11/12/2024 | Press release | Distributed by Public on 11/12/2024 15:59

Amendments to Bylaws Form 8 K

Item 5.03. Amendment to Articles of Incorporation or Bylaws.
On November 7, 2024, the Board of Directors (the "Board") of Owlet, Inc. (the "Company") approved and adopted amendments to the Company's amended and restated bylaws (as amended, the "Amended and Restated Bylaws"), which became effective the same day.

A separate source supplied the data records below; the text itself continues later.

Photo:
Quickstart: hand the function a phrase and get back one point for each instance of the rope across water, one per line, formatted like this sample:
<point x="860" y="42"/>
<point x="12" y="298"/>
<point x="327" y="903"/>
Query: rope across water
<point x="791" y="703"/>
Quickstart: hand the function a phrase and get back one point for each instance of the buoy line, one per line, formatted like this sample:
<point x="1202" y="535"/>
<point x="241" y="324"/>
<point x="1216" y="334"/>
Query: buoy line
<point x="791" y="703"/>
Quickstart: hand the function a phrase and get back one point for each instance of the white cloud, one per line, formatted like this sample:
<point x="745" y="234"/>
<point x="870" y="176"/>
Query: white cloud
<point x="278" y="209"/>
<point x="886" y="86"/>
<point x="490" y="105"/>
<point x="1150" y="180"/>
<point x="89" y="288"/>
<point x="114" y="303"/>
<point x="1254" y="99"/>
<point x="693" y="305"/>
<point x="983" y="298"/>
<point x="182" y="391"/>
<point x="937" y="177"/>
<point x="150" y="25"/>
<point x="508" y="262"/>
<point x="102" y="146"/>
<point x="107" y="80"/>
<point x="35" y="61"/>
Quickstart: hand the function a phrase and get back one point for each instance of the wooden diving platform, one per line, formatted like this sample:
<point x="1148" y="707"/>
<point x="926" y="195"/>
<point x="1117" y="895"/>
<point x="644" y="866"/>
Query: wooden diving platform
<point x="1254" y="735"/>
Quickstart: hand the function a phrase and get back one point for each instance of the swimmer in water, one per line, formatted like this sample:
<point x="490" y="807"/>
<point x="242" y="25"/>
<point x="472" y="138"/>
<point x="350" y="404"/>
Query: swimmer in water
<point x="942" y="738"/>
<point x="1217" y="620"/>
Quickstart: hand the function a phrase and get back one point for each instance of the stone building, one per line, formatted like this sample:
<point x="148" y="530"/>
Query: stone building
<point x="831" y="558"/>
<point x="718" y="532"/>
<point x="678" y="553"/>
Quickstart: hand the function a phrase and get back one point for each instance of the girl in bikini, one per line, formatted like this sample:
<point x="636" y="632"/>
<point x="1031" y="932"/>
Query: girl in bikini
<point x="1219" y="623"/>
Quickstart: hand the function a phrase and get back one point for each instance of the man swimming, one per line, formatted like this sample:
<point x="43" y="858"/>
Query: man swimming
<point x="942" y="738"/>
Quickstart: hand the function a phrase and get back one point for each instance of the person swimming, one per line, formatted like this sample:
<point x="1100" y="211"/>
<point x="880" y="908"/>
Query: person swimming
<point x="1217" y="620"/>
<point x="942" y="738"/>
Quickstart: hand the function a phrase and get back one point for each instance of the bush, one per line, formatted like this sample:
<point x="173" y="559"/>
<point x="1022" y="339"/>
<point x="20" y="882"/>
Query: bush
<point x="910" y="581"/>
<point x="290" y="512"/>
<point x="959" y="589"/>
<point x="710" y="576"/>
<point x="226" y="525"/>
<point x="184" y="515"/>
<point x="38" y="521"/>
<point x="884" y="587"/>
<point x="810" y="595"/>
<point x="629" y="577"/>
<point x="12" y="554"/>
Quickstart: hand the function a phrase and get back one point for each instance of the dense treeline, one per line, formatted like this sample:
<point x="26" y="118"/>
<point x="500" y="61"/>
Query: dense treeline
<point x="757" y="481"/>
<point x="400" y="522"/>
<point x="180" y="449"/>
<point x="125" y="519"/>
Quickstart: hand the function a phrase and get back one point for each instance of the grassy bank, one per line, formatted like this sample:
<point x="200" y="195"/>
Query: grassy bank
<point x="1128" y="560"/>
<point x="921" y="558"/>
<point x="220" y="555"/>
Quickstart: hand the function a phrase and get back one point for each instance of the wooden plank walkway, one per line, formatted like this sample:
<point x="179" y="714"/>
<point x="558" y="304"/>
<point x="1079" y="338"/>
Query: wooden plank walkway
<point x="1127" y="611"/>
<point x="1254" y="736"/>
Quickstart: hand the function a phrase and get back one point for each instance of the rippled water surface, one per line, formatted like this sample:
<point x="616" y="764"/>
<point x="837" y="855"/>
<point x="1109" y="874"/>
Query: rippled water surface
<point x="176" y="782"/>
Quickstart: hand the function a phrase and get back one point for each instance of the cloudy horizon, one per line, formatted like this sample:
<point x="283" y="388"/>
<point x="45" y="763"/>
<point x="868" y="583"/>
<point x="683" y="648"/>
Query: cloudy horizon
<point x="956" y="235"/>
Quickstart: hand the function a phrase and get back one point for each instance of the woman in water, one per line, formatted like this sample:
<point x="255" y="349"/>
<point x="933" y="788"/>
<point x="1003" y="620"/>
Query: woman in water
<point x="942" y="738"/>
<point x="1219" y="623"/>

Among other things, the amendments contained in the Amended and Restated Bylaws:
address the universal proxy rules adopted by the U.S. Securities and Exchange Commission, by clarifying that no person may solicit proxies in support of a director nominee other than the Board's nominees unless such person has complied with Rule 14a-19 under the Securities Exchange Act of 1934, as amended, including applicable notice and solicitation requirements;
enhance procedural mechanics and disclosure requirements in connection with stockholder nominations of directors and submissions of proposals regarding other business at stockholder meetings, including, without limitation, requiring certain additional background information and disclosures regarding proposing stockholders and other persons participating in a stockholder's solicitation of proxies, and regarding the proposed nominees, including a representation that such candidate intends to serve the entire term, if elected; and
require that a stockholder directly or indirectly soliciting proxies from other stockholders use a proxy card color other than white, which will be reserved for exclusive use by the Board.
The Amended and Restated Bylaws also incorporate certain modernizing, clarifying, conforming and additional changes.
The foregoing description of the Amended and Restated Bylaws does not purport to be complete and is qualified in its entirety by reference to the full text of the Amended and Restated Bylaws, a copy of which is attached hereto as Exhibit 3.1 and incorporated herein by reference.